As investigações apontam para um esquema sofisticado de ocultação de patrimônio, que utilizaria empresas e terceiros para movimentar recursos atribuídos à facção criminosa. Segundo os investigadores, uma transportadora de cargas sediada em Presidente Venceslau, interior paulista, teria sido usada para lavar dinheiro da família de Marcola.

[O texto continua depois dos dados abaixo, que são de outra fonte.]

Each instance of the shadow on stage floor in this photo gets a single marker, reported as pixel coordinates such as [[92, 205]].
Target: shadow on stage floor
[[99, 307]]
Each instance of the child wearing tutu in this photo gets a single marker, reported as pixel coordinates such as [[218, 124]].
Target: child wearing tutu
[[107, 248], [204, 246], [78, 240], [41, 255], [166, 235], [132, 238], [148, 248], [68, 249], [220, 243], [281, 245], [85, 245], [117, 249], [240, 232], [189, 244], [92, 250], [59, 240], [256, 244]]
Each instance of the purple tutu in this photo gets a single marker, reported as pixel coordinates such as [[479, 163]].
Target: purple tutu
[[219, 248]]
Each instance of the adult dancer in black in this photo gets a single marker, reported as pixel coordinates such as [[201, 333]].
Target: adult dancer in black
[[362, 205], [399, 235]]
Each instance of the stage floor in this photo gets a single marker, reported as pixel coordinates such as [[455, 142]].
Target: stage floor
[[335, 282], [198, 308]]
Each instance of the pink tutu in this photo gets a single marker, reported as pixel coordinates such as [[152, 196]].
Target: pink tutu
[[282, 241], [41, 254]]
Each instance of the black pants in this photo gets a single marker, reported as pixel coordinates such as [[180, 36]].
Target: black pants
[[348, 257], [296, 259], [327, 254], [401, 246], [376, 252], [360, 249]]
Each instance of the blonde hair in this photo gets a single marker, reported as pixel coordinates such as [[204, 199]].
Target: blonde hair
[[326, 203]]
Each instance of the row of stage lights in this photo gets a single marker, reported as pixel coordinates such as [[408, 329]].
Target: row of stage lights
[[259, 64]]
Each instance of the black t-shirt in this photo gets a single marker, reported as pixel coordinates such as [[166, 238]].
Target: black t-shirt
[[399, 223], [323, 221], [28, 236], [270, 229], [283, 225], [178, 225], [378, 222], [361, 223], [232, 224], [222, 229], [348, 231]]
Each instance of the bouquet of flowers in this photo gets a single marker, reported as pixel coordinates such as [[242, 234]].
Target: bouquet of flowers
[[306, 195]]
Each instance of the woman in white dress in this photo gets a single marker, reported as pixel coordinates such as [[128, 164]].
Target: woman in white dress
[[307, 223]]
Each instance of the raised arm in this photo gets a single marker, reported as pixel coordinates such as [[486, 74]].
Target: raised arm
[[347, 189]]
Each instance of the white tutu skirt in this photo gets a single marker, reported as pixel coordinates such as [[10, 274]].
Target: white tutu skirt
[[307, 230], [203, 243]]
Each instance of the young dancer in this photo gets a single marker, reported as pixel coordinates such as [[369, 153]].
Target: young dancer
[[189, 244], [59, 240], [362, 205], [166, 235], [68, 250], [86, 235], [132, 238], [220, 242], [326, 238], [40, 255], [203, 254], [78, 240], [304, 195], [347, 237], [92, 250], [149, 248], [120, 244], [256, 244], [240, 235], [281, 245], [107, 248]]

Os investigadores afirmam que Deolane recebeu depósitos considerados suspeitos entre 2018 e 2021. A análise identificou dezenas de transferências fracionadas destinadas às contas da influenciadora, incluindo repasses que, somados, chegaram perto de R$ 700 mil. Parte do dinheiro teria sido enviada por um homem da Bahia que recebe salário mínimo e é suspeito de atuar como “laranja” no esquema.

Segundo o Ministério Público, os valores recebidos não teriam sido declarados formalmente. A Justiça determinou o bloqueio de aproximadamente R$ 27 milhões em contas vinculadas à influenciadora.

Além dos bloqueios financeiros, a operação determinou a apreensão de 39 veículos de luxo avaliados em mais de R$ 8 milhões. Ao todo, os bloqueios patrimoniais determinados pela Justiça ultrapassam R$ 357 milhões.